Tirando le somme, “Viribus Unitis” è un buon album, ben suonato e con un concept divertente alla base: se devo essere del tutto sincero questo tipo di power metal, fin troppo sopra le righe, non mi dice più granché da un po’ di tempo, ma sono comunque abbastanza sicuro che, pur senza introdurre grossi sconvolgimenti, “Viribus Unitis” farà la felicità dei fan del sestetto e di chi non sa star lontano da melodie gloriose e tiro propositivo.

 

*Per farla breve: Rodolfo d’Austria non si è suicidato insieme alla sua amante nel castello di Mayerling nel 1889, ma la morte di lei mette a dura prova la sua psiche. Ancora in vita al momento dell’assassinio dell’adorata madre, vede la sua pazzia latente prendere sempre più il sopravvento e abbraccia la magia nera, condendola con le conoscenze scientifiche di Nikola Tesla, per resuscitare l’imperatrice e risollevare il morale delle truppe che, ora impegnate nella prima guerra mondiale, se la stanno cavando così così. L’esperimento non va proprio benissimo, e una Sissi rediviva posseduta da un demone risveglia un’armata di non morti per creare il proprio impero.

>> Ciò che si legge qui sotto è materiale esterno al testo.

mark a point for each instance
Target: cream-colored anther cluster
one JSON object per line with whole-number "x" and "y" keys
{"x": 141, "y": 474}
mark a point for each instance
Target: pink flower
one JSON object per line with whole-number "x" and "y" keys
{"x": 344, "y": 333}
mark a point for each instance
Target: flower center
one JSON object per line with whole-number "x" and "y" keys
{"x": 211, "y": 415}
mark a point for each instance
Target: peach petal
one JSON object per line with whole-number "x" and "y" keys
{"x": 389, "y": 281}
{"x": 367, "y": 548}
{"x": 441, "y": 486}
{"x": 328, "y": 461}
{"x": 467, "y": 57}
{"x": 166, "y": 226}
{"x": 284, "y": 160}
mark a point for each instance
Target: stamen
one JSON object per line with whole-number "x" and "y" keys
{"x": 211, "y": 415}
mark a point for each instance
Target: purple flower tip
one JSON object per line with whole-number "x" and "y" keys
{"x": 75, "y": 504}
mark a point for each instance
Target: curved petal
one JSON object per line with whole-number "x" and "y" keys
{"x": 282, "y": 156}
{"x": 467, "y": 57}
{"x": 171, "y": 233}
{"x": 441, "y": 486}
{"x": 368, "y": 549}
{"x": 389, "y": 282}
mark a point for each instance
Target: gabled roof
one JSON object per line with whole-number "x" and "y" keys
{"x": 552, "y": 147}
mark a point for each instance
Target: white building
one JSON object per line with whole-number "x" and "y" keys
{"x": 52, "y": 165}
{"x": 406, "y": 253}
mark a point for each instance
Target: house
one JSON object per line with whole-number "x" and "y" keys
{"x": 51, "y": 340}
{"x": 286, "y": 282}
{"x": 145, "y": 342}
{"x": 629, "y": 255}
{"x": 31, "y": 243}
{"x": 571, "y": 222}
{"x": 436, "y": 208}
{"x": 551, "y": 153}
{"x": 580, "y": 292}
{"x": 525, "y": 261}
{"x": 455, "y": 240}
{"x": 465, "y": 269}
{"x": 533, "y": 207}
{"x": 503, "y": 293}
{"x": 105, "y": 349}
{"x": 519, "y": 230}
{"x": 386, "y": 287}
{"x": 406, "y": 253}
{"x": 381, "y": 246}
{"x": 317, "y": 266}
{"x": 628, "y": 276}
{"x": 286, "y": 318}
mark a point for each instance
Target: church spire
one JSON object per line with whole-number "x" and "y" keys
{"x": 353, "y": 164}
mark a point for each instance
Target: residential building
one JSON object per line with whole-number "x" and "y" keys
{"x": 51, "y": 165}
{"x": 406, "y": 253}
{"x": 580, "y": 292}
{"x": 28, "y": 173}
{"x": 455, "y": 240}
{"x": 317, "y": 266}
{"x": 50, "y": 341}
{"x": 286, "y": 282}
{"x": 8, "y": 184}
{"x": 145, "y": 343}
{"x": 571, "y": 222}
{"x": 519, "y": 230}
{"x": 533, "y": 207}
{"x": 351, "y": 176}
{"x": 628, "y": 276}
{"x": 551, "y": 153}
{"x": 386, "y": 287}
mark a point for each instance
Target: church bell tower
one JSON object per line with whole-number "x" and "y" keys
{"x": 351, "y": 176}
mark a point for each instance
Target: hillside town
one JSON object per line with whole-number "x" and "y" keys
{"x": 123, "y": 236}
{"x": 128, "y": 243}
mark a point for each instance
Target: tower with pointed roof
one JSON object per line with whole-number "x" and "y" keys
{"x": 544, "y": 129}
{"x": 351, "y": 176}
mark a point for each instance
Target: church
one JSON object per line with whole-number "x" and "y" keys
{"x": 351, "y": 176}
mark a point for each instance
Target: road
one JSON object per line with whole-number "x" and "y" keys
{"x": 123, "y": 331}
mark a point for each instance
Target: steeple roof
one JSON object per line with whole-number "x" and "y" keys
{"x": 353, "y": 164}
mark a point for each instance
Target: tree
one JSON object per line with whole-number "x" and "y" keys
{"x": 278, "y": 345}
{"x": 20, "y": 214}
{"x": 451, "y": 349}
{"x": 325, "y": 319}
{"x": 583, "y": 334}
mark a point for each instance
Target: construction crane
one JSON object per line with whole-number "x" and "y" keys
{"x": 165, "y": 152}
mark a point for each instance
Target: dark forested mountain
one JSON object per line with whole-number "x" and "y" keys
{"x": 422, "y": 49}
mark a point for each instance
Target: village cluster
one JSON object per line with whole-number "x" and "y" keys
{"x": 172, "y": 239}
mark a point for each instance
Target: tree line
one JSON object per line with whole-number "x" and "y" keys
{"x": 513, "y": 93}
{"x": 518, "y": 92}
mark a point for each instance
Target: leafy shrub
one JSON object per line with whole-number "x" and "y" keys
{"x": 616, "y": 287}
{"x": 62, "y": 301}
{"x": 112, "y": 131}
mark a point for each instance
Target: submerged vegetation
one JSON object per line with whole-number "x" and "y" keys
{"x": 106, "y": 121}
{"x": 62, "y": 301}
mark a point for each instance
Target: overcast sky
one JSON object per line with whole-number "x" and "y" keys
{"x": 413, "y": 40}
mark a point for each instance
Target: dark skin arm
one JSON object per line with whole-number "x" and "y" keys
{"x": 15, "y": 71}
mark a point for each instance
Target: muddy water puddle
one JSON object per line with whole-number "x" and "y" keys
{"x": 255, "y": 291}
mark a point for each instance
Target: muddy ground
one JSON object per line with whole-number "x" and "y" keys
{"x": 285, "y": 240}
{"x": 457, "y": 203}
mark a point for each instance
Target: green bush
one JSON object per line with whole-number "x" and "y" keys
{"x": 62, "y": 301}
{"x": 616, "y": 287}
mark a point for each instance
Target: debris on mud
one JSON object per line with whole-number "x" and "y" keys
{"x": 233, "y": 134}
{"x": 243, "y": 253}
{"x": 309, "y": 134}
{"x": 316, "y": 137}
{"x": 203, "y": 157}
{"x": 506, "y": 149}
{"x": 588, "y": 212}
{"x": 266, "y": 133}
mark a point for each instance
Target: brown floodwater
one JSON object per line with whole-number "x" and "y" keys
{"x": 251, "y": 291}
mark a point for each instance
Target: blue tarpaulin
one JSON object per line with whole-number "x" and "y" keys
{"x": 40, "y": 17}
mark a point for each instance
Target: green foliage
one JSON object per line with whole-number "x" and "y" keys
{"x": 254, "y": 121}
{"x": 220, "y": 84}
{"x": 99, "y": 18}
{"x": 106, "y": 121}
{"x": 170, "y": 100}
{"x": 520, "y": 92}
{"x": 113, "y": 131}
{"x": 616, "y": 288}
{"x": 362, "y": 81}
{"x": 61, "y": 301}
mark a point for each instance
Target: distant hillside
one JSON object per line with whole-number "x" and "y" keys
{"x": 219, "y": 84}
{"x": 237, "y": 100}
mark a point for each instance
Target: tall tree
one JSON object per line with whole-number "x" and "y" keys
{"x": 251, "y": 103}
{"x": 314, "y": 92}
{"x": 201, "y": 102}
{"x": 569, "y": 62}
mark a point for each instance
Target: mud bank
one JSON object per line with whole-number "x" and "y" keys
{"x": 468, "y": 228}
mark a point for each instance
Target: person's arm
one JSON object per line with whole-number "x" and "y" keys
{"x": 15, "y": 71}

Nel frattempo, Francesco Giuseppe viene dichiarato morto: Rodolfo viene nominato imperatore, mentre Tesla trasferisce gli ultimi scampoli di coscienza del padre (che in realtà era solo quasi–morto, per citare Max dei Miracoli) in un’armatura di sua ideazione (anticipando così i dreadnought di Warhammer 40000) per mantenerlo in una pseudo–immortalità e scagliarlo così contro la sua ex moglie non–morta. A questo punto entra in scena Houdini, che, dopo aver fallito nel tentativo di disfare il disastro magico operato da Rodolfo, decide di agire direttamente sulla mente del giovane imperatore per riportarlo alla ragione, riuscendovi. Vi risparmio il finale, ma vi basti sapere che implica una fortezza volante ricavata dal castello di  Schönbrunn e un portale temporale.